A letter from John Deasy to the Taoiseach, published in yesterday’s Irish Examiner, highlights the frustrations of Fine Gael TDs in trying to get their leader to act on the issue once controversies emerged late last year and early in this year.
The Waterford TD wrote to Mr Kenny on March 21, having failed to get any response to concerns he raised with him on February 20, when he told him the garda whistleblower would be “vindicated”.
Mr Deasy had sat through the hours of evidence from Maurice McCabe in a private meeting of the Public Accounts Committee on penalty point cancellations.
He told the Taoiseach that then justice minister, Alan Shatter needed “to deal with this in a different manner”.
He also told Mr Kenny on February 20 that there were “deficiencies” in the internal garda reports on penalty point cancellations by the assistant commissioner, John O’Mahony.
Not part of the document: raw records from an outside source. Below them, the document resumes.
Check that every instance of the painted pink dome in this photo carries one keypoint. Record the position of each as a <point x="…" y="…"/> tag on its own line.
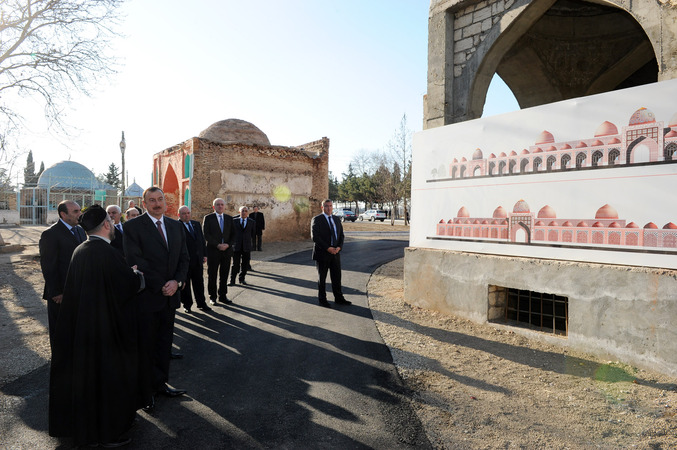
<point x="642" y="115"/>
<point x="606" y="212"/>
<point x="606" y="129"/>
<point x="500" y="213"/>
<point x="545" y="137"/>
<point x="547" y="212"/>
<point x="521" y="207"/>
<point x="463" y="212"/>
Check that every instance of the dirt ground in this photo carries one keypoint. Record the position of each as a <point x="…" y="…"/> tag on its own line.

When things had not changed, five weeks later, Mr Deasy wrote: “What I and many of my colleagues don’t understand is why Alan [Shatter] would treat these whistleblowers in the manner he has in the last couple of months, particularly since it seems he has had the Garda Inspectorate report in his possession since January.”
Yet, during all this time, Mr Kenny failed to correct Mr Shatter’s false claims about the whistleblowers.
The correspondence from a Fine Gael TD suggests there was concern among the party about how Mr Kenny was handling the issue and why he did not, as Mr Deasy asked, “question Alan’s handling of the entire affair”.
“Some consideration needs to be given to the fact that the whistleblowers attempted to deal within official channels, but that those official channels did not operate correctly,” Mr Deasy told the Taoiseach. “The basic point is that they were ultimately correct in their assertions and that Government needs to recognise that.”
Another factor likely to keep the issue on the political agenda is that the Guerin Report, which examined the separate garda whistleblower allegations surrounding garda malpractice, is now the subject of a High Court case.
Mr Shatter is seeking to quash various findings in that report — which resulted in him losing his ministerial post.
In his action, he alleges objective bias, absence of fair procedures and “indecent haste” on the part of senior counsel Sean Guerin in how he compiled his report and reached conclusions critical of the minister.
September might be bring a fresh new term with a reshuffled and rejuvenated cabinet. But the same questions surrounding the handling of justice matters are unlikely to go away.